So you think former racehorses are tied even in retirement to the track, forever awaiting the call of the starting gate, pinning their ears at the sound of the bugle, their nervous systems overcome by adrenaline and their instincts in command of their wills?
Once a racehorse always a racehorse? Can’t teach an old thoroughbred new tricks?
Don’t tell that to Lindsay Jensen and her seven-year-old mare Porsha, or to any of the other 11 horses and riders they competed against in something called the Extreme Retired Racehorse Makeover competition in Negley, Ohio, the first week of August.
With a mere 100 days of “re-training” to accomplish the task, Lindsay had Porsha reschooled well enough to take second place overall in the competition, using a free-style performance that had the crowd on its feet and hooting in appreciation.
Porsha was known as Doc of the Bay when she competed on the racetrack, a 2006 foal bred in Louisiana by Valene Farms of Minnesota. She finished that first career with a 3-9-6 record from 36 career starts and earnings of $84,000.
From the moment she started working with the small thoroughbred – Porsha’s only about 14.2 hands – Lindsay figured she had a good mare, one that would listen and learn.

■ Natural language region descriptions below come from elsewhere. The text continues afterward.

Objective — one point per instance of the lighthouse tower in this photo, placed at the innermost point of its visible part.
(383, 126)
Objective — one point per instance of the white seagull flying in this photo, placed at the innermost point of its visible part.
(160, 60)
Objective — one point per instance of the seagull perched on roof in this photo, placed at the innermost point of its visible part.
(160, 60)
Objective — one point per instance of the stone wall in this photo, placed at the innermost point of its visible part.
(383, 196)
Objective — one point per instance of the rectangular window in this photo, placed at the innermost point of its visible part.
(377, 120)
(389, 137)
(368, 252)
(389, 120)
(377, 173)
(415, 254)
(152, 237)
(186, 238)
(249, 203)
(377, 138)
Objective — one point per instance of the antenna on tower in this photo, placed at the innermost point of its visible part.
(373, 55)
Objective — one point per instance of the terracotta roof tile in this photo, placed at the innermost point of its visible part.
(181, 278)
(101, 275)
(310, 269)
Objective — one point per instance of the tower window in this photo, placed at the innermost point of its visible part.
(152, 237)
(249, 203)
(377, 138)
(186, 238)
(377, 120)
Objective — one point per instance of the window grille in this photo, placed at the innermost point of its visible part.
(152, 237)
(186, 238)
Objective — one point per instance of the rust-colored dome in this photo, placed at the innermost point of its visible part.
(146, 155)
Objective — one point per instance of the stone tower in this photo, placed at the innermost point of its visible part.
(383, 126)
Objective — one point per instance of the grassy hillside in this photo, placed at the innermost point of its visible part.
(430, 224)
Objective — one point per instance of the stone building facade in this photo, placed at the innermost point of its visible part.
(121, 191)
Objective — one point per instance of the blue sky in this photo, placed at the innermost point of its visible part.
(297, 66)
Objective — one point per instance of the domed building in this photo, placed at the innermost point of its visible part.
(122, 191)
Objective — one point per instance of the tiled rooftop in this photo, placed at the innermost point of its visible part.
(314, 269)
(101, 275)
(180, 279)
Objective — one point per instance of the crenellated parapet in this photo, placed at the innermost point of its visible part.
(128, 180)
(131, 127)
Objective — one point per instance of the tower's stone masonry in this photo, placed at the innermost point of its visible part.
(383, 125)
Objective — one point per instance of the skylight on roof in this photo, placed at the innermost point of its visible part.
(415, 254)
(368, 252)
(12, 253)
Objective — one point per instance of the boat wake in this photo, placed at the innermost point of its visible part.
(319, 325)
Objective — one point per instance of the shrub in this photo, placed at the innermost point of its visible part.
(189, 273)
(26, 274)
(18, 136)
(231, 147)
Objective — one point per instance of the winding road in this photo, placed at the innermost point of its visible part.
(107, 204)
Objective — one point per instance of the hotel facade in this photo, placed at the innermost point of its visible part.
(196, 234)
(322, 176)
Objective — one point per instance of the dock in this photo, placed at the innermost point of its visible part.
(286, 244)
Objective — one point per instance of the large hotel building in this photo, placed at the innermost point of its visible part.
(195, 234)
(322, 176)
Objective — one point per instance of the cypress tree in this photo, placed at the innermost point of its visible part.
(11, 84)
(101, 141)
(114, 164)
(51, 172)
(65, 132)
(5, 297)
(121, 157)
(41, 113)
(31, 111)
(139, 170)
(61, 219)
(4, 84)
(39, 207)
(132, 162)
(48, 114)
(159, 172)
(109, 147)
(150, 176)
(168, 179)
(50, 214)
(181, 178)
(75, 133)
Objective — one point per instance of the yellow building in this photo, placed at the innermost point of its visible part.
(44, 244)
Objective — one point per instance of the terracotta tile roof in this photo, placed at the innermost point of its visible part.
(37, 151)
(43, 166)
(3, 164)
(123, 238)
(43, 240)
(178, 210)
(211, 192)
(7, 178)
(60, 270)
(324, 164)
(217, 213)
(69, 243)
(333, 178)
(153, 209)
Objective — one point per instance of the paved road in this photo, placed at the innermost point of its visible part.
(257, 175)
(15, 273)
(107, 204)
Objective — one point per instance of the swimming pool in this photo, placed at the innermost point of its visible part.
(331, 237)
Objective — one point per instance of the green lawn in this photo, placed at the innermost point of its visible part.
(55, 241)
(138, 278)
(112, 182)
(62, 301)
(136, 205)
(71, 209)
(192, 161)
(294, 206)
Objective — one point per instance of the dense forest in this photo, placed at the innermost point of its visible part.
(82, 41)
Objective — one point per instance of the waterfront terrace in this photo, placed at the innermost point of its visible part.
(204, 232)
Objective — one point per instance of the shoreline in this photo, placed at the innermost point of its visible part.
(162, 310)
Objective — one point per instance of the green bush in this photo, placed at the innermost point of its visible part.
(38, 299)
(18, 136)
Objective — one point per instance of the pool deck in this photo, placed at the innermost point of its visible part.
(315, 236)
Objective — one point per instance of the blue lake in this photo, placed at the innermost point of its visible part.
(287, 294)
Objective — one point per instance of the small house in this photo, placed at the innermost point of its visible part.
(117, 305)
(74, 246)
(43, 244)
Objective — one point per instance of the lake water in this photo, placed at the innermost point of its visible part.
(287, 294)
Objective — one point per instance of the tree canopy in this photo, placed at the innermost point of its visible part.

For the most part that impression was correct, although at one point during training Lindsay said that an eye-to-eye heart-to-heart became necessary.
She left Rush Meadow Farm near Delano for the event not quite sure what to expect when they arrived as a matter of fact. “We were having a lot of issues about a month before the competition and that delayed training,” she said. “I couldn’t get anything done with her. She didn’t want to work.”
Imagine that, a horse led to water that won’t drink.
Then, with only days to go before the competition, something clicked, the sun shone through and Porsha started behaving like a student who knew her stuff. “A light just seemed to go on,” Lindsay said. “Really wonderful.”
Porsha was once again the sweetheart she had been originally. Working with her was once again a joy.
“I don’t know what set her off,” Lindsay questioned. “We’d be doing reigning-horse spins and she wouldn’t stop. I took her to the vet to see if something was wrong, just to make sure. She was sound.”
Armed with new information and a more profound understanding of the issue, Lindsay had a reaction most people might understand.
“Then I was mad,” she said.”We had a pretty big fight. I took her for a couple-of-hours ride and that made her mind right. She’s been perfect ever since.”
Nonetheless, Lindsay dropped the spin from her routine. She had enough to worry about without adding that to the list. She figured the spin must have set off a “brain trigger” of some kind. Doubts lingered in her mind. Would all go right in the arena, in front of a crowd, when every little thing mattered?
“She was the best she could have been, and I rode the best that I could,” she said.
The competition included a water jump and circle work around “those big construction cones. I did a couple of flying lead changes with her, too,” Lindsay continued. “Actually, at the end, while on her, I picked up the cones and carried them off. She did really well.”
The routines also required a freestyle demonstration and a basic pattern used in barrel racing.
“I had schooled her a lot on the barrels and it paid off,” Lindsay said. We had a little bobble but still managed to finish second.”
Porsha had been playing “demolition derby” with the second barrel during training, so Lindsay tried taking her a little wider on the turn. “She listened too much and took a huge wide step,” she said.”But she was really good anyway.”
Then came the part that thrilled the crowd, the most original freestyle exhibition of the competition. Armed with a 22-pistol loaded with blanks, Lindsay stood in the saddle and began firing off round after round, six in all, and Porsha stood there with her.
“Everyone was cheering,” Lindsay said, “and my legs were shaking when I was standing there, thinking that this might be the dumbest thing I’ve done all year.”
Just dumb enough to finish second in the nation, with a horse that once raced at Canterbury. Definitive proof that some horses can learn new tricks, after all.